Extension du domaine du masque

Paris, le samedi 6 mars 2021 - Leur utilité sera peut-être bientôt quelque peu reléguée grâce à la vaccination. Il n’empêche que les mois qui se sont écoulés ont entrainé un boom sans précédent pour la mise au point de nouveaux types de masques.

La course a notamment concerné les matières utilisées avec notamment l’objectif d’en améliorer tant les capacités de filtration que la respirabilité (afin par exemple de permettre la pratique d’activités physiques sportives). Mais les recherches ont également concerné la possibilité de faire de ses masques des virucides.

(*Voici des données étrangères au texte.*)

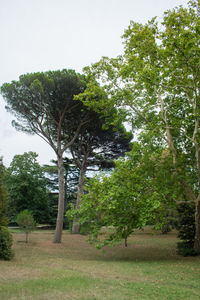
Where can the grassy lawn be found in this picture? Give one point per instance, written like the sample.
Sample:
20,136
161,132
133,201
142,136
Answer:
148,269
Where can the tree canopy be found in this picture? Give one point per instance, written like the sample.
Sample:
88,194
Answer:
156,82
27,188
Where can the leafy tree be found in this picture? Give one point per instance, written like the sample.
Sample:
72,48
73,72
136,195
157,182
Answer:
124,200
6,252
27,188
157,79
43,104
26,222
6,241
71,174
3,196
97,147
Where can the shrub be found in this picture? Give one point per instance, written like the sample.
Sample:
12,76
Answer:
26,222
6,241
186,229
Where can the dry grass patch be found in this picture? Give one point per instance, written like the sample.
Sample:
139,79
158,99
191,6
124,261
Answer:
148,269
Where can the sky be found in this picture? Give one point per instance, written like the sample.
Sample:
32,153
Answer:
43,35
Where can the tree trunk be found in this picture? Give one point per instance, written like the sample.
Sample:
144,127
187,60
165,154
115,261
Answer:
76,223
197,226
26,237
60,214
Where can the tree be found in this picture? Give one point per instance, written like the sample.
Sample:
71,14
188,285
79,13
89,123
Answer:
157,78
71,174
27,188
43,104
3,196
123,200
26,222
97,147
6,251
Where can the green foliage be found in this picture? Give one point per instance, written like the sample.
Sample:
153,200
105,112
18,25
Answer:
157,79
27,188
26,222
3,196
123,200
6,253
186,229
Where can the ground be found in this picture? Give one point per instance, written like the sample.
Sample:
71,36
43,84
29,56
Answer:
148,268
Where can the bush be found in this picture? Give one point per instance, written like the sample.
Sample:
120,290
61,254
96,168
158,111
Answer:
6,241
26,222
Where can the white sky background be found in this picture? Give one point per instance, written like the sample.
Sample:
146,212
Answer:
42,35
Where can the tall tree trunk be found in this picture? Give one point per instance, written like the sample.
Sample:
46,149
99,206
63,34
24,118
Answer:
60,214
197,226
76,222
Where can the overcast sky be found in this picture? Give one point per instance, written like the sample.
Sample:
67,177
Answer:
42,35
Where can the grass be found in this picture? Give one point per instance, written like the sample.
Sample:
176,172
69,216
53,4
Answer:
148,269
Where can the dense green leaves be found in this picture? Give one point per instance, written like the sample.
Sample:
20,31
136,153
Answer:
26,222
27,188
3,196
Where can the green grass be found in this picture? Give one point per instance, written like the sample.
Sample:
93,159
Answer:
148,269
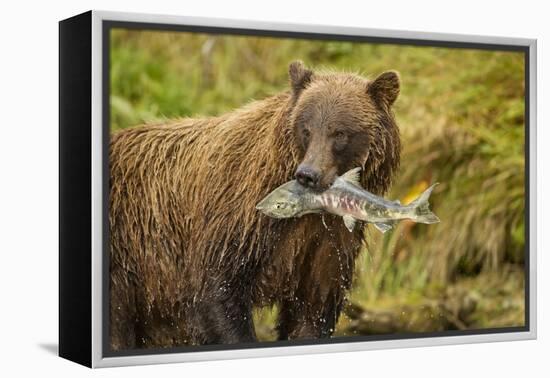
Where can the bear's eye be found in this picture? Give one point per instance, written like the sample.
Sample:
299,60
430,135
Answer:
339,135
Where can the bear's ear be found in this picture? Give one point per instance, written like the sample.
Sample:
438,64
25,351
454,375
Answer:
385,88
299,76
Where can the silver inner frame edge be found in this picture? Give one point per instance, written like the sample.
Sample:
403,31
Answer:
97,211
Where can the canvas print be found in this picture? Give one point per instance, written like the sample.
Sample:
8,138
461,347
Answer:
276,190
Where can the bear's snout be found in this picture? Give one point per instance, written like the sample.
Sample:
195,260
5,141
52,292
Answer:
308,176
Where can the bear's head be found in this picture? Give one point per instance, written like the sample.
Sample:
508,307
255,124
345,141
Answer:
342,121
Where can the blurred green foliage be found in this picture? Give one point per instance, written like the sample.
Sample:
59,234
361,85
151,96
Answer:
461,115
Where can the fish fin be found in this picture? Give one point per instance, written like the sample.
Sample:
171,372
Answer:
383,227
349,221
353,176
421,208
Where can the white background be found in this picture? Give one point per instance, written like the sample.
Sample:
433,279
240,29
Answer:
29,190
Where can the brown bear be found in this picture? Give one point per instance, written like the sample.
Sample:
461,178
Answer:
191,256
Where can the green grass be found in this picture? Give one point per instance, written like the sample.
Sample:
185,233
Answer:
461,115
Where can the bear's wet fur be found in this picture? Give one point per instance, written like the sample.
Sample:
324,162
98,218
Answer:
190,256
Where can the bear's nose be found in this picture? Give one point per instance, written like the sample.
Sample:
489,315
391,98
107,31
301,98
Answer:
307,176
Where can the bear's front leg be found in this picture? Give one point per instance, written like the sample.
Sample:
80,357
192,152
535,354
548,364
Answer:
224,316
312,311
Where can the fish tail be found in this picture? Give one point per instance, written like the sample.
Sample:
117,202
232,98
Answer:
421,208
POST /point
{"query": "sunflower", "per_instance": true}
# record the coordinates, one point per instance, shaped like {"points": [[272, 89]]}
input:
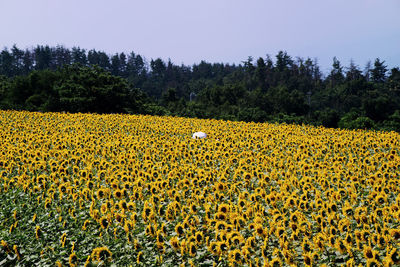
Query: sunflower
{"points": [[16, 251], [199, 237], [179, 229], [118, 194], [73, 260], [192, 249], [308, 259], [235, 256]]}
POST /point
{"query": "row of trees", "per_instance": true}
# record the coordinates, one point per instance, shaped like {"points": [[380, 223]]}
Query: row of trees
{"points": [[281, 89]]}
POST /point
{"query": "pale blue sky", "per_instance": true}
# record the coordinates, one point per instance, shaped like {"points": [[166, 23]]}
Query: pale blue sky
{"points": [[225, 31]]}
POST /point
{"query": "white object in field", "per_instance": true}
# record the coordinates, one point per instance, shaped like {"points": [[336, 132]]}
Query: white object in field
{"points": [[199, 135]]}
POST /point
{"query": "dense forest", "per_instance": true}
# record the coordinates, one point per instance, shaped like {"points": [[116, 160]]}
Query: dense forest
{"points": [[274, 89]]}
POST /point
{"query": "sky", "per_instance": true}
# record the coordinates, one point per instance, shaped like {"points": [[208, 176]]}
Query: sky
{"points": [[217, 31]]}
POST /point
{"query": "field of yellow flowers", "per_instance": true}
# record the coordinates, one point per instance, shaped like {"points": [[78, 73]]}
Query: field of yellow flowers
{"points": [[86, 189]]}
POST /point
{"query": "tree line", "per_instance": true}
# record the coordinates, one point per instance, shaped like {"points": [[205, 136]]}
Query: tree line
{"points": [[274, 89]]}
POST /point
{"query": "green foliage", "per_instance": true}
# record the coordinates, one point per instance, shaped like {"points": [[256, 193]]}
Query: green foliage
{"points": [[288, 90], [353, 120]]}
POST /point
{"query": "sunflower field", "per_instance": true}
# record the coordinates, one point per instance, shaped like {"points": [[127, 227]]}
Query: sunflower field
{"points": [[121, 190]]}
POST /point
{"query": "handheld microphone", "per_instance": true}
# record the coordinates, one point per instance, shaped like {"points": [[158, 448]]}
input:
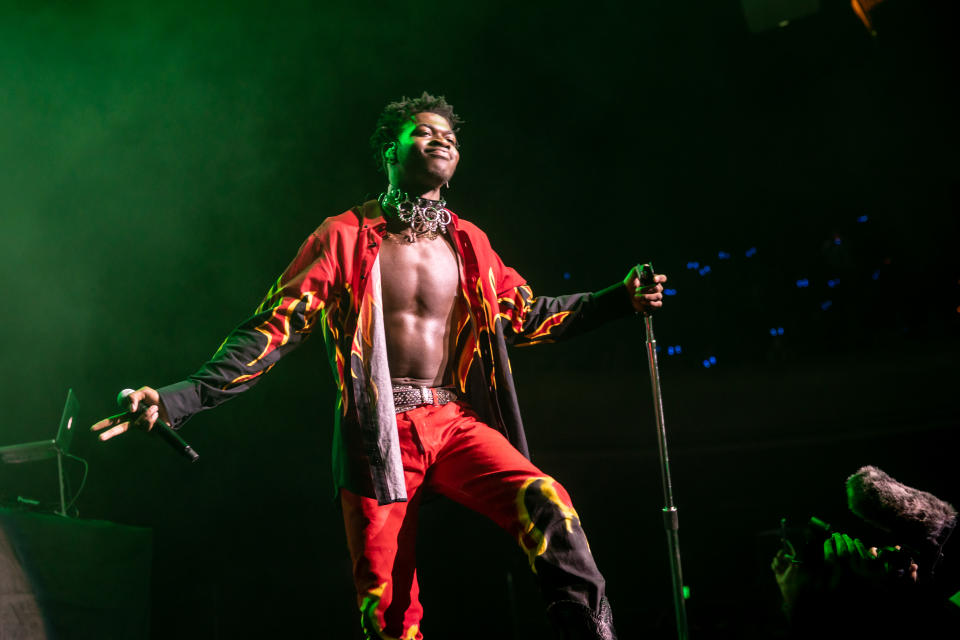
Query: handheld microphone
{"points": [[169, 436], [922, 519]]}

La petite firme israélienne qui fait du bruit

Plusieurs firmes se sont engagées dans ces développements technologiques. L’entreprise israélienne Sonovia a ainsi connu un essor prodigieux grâce à son masque biocide, dont le principe repose sur l’utilisation de nanoparticules d’oxyde de zinc (intégrées dans le tissu grâce à des ondes sonores) qui permettraient la destruction de 99 % des virus et des bactéries. A l’origine, la petite sart-up avait développé cette technologie pour la désinfection des draps ou blouses d’hôpitaux avant d’avoir au début de la pandémie l’idée de concevoir des masques l’intégrant. Le succès a été au rendez-vous avec une production pour le monde entier.

Une nouvelle citadelle

Mais la concurrence est forte. En France, des chercheurs de l’université de Lille ont mis au point un procédé, baptisé Cidaltex, qui « permet de rendre virucide la couche filtrante des masques, constituée de fibres très fines (« non tissé en polypropylène ») sans détériorer ses propriétés filtrantes et de manière industrialisable. Il consiste à fixer sur les fibres des molécules en forme d’anneau, constituées de sucres et appelées cyclodextrines. C’est dans ces « cages » que viennent se piéger les molécules virucides, qui restent donc dans la couche filtrante. Cet agent antiviral est une molécule de type ammonium quaternaire (…) déjà utilisée pour ses propriétés antimicrobiennes dans des formulations pharmaceutiques telles que les solutions cutanées antiseptiques, dans des gouttes pour les yeux ou pour le nez, ou en tant que conservateur dans les cosmétiques » expliquait il y a quelque semaine le professeur Bernard Martel. Grâce à l’association avec la société française Bioserenity, le dispositif a commencé à être commercialisé. Son coût plus élevé que celui des masques chirurgicaux classiques (0,98 euros l’unité) rend difficile une commercialisation de masse, mais le système intéresse les équipes médicales.

Une arme utile

Toujours en France, Paul Boyé Technologies, spécialiste de la fabrication de tenues de protection pour l’armée a également mis au point son propre masque biocide, fort de son expérience dans ce domaine (avec la mise au point de tissus permettant d’éviter la contamination par l’anthrax par exemple). Les tests du masque Biox sont encore en cours mais sont prometteurs. 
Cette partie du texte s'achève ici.